GRANDMA ASCENDING THE STAIR

She leans against the railing
in the dark stairwell, trying to catch
her breath, now distant and strange
to herself. When her heart began

to fail, her lungs struggled
like tired swimmers reaching for
the wall. The shortest distance left her
short of breath. She told no one how it hurt

to inhale. It was the way she knew
she was still alive. As a teen, she could steal
the ball from older girls mid-
dribble, score at will. Now, frail,

her body shrunk with age, she grabs
the rail as if it were an arm
of someone trying to rob her.

GRANDMA ASCENDING THE STAIR

Philip
Metres

"Inheritance" and "Grandma Ascending the Stair" are part of a cycle of poems that attempt to reconstruct the Brooklyn brownstone at 290 Hicks Street where my Lebanese grandparents and their extended families lived for nearly all of the 20th century.

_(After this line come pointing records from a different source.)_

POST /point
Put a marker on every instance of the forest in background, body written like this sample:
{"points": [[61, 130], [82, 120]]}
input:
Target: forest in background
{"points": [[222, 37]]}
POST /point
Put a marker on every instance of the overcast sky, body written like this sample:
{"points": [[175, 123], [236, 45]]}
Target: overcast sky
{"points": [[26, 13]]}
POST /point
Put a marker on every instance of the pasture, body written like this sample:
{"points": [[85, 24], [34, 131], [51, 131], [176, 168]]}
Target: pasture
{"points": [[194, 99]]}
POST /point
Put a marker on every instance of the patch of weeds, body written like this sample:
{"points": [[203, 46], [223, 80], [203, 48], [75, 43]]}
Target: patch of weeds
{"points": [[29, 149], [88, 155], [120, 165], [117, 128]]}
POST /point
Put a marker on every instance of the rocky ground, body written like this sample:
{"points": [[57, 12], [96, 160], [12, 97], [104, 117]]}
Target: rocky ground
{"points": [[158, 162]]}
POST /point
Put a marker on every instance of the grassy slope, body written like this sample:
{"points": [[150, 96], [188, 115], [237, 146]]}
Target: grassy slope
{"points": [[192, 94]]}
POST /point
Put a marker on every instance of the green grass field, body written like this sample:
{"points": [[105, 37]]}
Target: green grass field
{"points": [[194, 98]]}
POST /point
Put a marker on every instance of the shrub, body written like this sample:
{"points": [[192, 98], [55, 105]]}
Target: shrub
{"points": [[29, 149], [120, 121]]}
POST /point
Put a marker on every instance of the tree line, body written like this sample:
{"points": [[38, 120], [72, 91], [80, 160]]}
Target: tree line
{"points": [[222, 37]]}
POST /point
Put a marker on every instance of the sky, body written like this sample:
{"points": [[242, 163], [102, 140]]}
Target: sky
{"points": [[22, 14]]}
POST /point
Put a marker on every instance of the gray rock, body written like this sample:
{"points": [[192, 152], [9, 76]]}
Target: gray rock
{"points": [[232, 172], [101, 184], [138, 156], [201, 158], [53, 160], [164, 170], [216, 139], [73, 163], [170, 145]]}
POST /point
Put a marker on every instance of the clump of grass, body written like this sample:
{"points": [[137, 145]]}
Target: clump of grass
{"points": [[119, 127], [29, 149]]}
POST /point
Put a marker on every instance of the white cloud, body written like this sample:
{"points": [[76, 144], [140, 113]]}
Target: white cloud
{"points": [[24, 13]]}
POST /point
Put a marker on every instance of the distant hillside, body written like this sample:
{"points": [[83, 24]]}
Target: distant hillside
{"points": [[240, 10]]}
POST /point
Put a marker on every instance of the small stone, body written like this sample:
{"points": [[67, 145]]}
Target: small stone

The loss of the house in the 1990s seemed to me the objective correlative of the loss of an immigrant generation—their stories and their silences, their impossible unconditional love and their feuds, their utterly unique personalities, and their constantly confounded desire to be close to one another, often living if not in the same house then certainly on the same block. I have been attracted to the religious practice of venerating one's ancestors, a practice that makes both biological and spiritual sense. I hope that these elegies comprise, if not the foundation, then at least the architectural plan for the spirit house of the dead.